There are limitations in this study. Mayo Clinic and SCH cohorts were matched by age, but the date ranges differ by approximately 10 years. There is potentially clinical practice change related to asthma. However, we believe that it would not have much effect on the outcome, because asthma prevalence did not change considerably over a decade (7.3% in 2001 to 8.4% in 2010).⁵¹ The NLP-PAC system we evaluated is an expert system based on information extraction of medical concepts. Other NLP systems using different techniques may not hold the same notions we found. Lastly, this study was conducted on a specific domain, pediatric asthma at 2 institutions. Our findings may not be generalizable to other domains with different patient cohorts at other institutions.

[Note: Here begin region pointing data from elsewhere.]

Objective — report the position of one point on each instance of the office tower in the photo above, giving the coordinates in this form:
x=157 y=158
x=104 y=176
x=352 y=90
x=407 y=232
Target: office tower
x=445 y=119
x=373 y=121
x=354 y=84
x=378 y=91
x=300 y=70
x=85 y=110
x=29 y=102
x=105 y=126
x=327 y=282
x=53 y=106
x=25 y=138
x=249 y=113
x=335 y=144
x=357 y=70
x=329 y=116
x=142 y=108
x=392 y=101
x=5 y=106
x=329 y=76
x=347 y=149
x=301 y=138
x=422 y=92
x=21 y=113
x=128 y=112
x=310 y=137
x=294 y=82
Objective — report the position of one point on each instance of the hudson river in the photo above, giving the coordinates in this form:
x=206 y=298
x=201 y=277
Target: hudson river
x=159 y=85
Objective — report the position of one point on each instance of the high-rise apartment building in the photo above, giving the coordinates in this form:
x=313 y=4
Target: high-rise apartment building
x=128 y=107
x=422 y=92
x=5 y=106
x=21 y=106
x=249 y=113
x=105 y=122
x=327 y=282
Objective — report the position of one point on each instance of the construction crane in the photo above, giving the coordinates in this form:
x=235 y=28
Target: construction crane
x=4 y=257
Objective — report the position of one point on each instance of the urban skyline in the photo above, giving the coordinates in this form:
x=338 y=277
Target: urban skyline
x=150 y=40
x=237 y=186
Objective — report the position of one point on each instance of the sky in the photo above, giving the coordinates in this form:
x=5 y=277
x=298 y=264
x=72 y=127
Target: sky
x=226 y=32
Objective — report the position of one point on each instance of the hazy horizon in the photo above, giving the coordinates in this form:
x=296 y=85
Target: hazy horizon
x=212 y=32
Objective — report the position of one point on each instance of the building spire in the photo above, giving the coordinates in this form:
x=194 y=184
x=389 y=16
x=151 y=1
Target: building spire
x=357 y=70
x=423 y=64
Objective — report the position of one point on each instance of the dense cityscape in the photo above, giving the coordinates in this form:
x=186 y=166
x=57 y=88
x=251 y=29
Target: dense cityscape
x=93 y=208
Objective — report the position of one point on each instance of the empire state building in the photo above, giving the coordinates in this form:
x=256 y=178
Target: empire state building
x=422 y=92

We conducted this study on corpora across institutions using different EMR systems (GE-basedvs Epic). In the future, it would also be interesting to conduct the same study on corpora across institutions using the same EMR system and explore how it differs from the current study in terms of clinical documentation variations and NLP system portability.

CONCLUSION

The different types of clinical documentation variations played different roles in assessing NLP system portability. The NLP system for asthma ascertainment is largely dependent on asthma-related concepts rather than individual word distributions. We believe that concept-wise similarity (ie, semantic similarity) should be emphasized to assess the portability of a knowledge-based NLP system that largely relies on information extraction, such as our NLP-PAC system. The Mayo Clinic and SCH corpora were relatively homogeneous in concepts, which shows good potential for NLP-PAC system portability. However, appropriate adjustments were necessary to deal with the intrinsic corpus heterogeneity, such as process and assertion variations, in order to produce a desirable performance of asthma ascertainment using NLP.

Competing Interests

The authors have no competing interests to declare.

Funding

This work was made possible by National Institute of General Medical Sciences R01GM102282, National Library of Medicine R01LM11934, National Institute of Biomedical Imaging and Bioengineering R01EB19403, National Heart, Lung, and Blood Institute R01HL126667, National Institute of Child Health and Human Development R21Al116839-01, and the T Denny Sanford Pediatric Collaborative Research Fund.

Contributors

SS and HL conceived the study and design. SS and YW acquired the data and implemented the algorithms. SS performed the analysis and drafted the initial manuscript. All authors participated in interpretation of the data and contributed to manuscript revisions.